The United States has a detailed plan to push Cuba toward democracy, but its measures, such as technical assistance to election authorities and money for non-governmental groups, cannot be implemented unless Cuban officials request it.
"Raul's communist history means he's not likely to be calling us for help," the official said.
Castro said in a "proclamation" read out by an aide on state television that he was leaving his 75-year-old brother in charge while he recovered from intestinal surgery, which medical experts said was a risky procedure for a 79-year-old.
The policy followed by successive U.S. administrations and backed by the powerful lobby of Cuban-Americans in the sometimes pivotal electoral state of Florida is widely seen to have failed to undermine Castro.
Critics of the four-decade-old embargo, including some U.S. Congress members, foreign governments and political analysts, say Washington should engage Cuba to encourage better human rights and political change, as with other communist-run countries like China.
OIL AND FOOD
The American food industry has won the biggest concession from U.S. administrations and is allowed to export to Cuba, helping to make the United States one of Cuba's top trade partners despite the embargo.
Reps.
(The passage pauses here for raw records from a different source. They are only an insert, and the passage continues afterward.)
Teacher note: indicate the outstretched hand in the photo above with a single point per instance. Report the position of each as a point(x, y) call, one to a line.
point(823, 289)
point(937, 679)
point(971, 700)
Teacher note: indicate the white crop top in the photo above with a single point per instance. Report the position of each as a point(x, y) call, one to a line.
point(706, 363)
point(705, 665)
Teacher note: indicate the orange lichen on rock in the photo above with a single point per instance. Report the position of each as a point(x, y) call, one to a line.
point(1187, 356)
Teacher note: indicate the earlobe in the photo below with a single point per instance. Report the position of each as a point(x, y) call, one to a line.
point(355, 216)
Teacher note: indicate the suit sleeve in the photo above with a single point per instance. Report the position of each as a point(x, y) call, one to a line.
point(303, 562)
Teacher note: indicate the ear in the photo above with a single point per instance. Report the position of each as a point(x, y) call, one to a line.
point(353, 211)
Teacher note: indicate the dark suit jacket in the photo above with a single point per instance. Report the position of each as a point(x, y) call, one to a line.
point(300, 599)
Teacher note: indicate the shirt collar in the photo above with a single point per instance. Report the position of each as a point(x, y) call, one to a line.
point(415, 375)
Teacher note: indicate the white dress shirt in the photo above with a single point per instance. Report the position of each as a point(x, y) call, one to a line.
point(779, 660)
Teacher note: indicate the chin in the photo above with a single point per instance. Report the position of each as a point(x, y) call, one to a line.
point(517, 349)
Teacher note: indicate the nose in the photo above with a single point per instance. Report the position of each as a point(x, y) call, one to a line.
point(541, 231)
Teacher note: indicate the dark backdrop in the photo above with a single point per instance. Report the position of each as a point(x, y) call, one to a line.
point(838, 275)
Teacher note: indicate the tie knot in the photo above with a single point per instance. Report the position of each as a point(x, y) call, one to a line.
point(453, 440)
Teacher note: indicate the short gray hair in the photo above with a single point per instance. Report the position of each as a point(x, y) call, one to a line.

Jeff Flake, an Arizona Republican, and William Delahunt, a Massachusetts Democrat, who head a 50-strong bipartisan group in Congress opposing the U.S. Cuba policy, have also sought to loosen the embargo.
Worried that competitors such as China are moving into the market, they have proposed legislation that would permit U.S. energy companies to partner with Cuba to drill in the waters of an island roughly 90 miles from the United States.
But congressional aides hold little hope the legislation will pass because most lawmakers are leery of shifting such a long-standing policy that is highly emotive for many voters in Florida who hate the repression they see against relatives.
That sentiment was reflected by Rep. Ileana Ros-Lehtinen, a Florida Republican, and one of the toughest proponents of keeping an embargo that severely restricts Americans' travel to Cuba and blocks investment in its lucrative tourism industry.
"It is a marvelous moment for the millions of Cubans who live under his iron fisted rule and oppressive state machinery. I hope this is the beginning of the end for his despised regime," she said.
Larry Birns, a Bush critic at the Washington-based Council on Hemispheric Affairs, said such passion echoed an ideology in the Bush administration that would prevent any rethinking of U.S. policy because of Castro's surgery.
"The farm lobby and those lawmakers representing oil will use this moment of change to up the pressure, he said. "But the Bush administration will not budge because of its unrelenting hostility toward the Cuban government, regardless of whether the first name of its leader is Fidel or Raul."